Consider the context-free grammar:

S -> S S + | S S * | a

and the string aa + a*.

  1. Give a leftmost derivation for the string.
  2. Give a rightmost derivation for the string.
  3. Give a parse tree for the string.
  4. ! Is the grammar ambiguous or unambiguous?
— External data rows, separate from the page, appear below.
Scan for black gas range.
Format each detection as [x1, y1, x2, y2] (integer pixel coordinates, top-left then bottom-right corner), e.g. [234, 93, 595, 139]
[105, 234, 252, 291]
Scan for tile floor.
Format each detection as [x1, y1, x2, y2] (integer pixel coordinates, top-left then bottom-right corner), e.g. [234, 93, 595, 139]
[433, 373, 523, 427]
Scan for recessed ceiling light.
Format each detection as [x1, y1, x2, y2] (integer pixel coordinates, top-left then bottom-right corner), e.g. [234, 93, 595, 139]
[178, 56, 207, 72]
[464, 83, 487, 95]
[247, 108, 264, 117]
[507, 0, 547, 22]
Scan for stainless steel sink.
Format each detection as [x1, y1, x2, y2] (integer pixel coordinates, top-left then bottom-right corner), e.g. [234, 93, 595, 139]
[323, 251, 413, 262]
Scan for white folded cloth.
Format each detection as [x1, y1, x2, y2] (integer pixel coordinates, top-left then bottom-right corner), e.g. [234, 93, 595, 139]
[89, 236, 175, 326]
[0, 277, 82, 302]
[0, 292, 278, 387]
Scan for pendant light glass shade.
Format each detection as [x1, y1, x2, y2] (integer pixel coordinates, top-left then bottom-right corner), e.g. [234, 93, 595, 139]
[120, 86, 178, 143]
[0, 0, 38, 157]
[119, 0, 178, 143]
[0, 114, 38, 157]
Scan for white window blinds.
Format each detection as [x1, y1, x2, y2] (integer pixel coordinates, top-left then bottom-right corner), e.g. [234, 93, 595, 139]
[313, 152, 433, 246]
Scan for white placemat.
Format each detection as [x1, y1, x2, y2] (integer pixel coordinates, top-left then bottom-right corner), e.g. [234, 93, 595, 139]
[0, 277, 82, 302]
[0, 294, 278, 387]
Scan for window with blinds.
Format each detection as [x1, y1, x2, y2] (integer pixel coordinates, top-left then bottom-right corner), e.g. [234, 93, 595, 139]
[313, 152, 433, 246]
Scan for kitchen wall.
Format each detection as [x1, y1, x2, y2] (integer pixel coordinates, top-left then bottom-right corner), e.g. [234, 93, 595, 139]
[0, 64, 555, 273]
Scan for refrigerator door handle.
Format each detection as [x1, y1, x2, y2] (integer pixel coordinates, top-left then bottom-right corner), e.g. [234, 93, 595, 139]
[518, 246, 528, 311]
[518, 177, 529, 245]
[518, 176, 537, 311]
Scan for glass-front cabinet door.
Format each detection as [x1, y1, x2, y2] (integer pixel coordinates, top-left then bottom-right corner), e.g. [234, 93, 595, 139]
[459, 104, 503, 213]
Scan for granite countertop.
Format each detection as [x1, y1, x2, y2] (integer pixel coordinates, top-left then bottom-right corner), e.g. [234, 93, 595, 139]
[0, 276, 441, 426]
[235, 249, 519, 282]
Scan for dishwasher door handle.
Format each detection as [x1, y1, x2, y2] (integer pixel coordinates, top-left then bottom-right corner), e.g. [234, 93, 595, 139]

Justify your answer.
  5. ! Describe the language generated by this grammar.

Answer

  1. S =lm=> SS* => SS+S* => aS+S* => aa+S* => aa+a*

  2. S =rm=> SS* => Sa* => SS+a* => Sa+a* => aa+a*

  3. 4 2 1

  4. Unambiguous

  5. The set of all postfix expressions consist of addition and multiplication

4.2.2

Repeat Exercise 4 . 2 . 1 for each of the following grammars and strings:

  1. S -> 0 S 1 | 0 1 with string 00011l.

  2. S -> + S S | * S S | a with string + * aaa.

  3. ! S -> S (S) S | ε with string (()())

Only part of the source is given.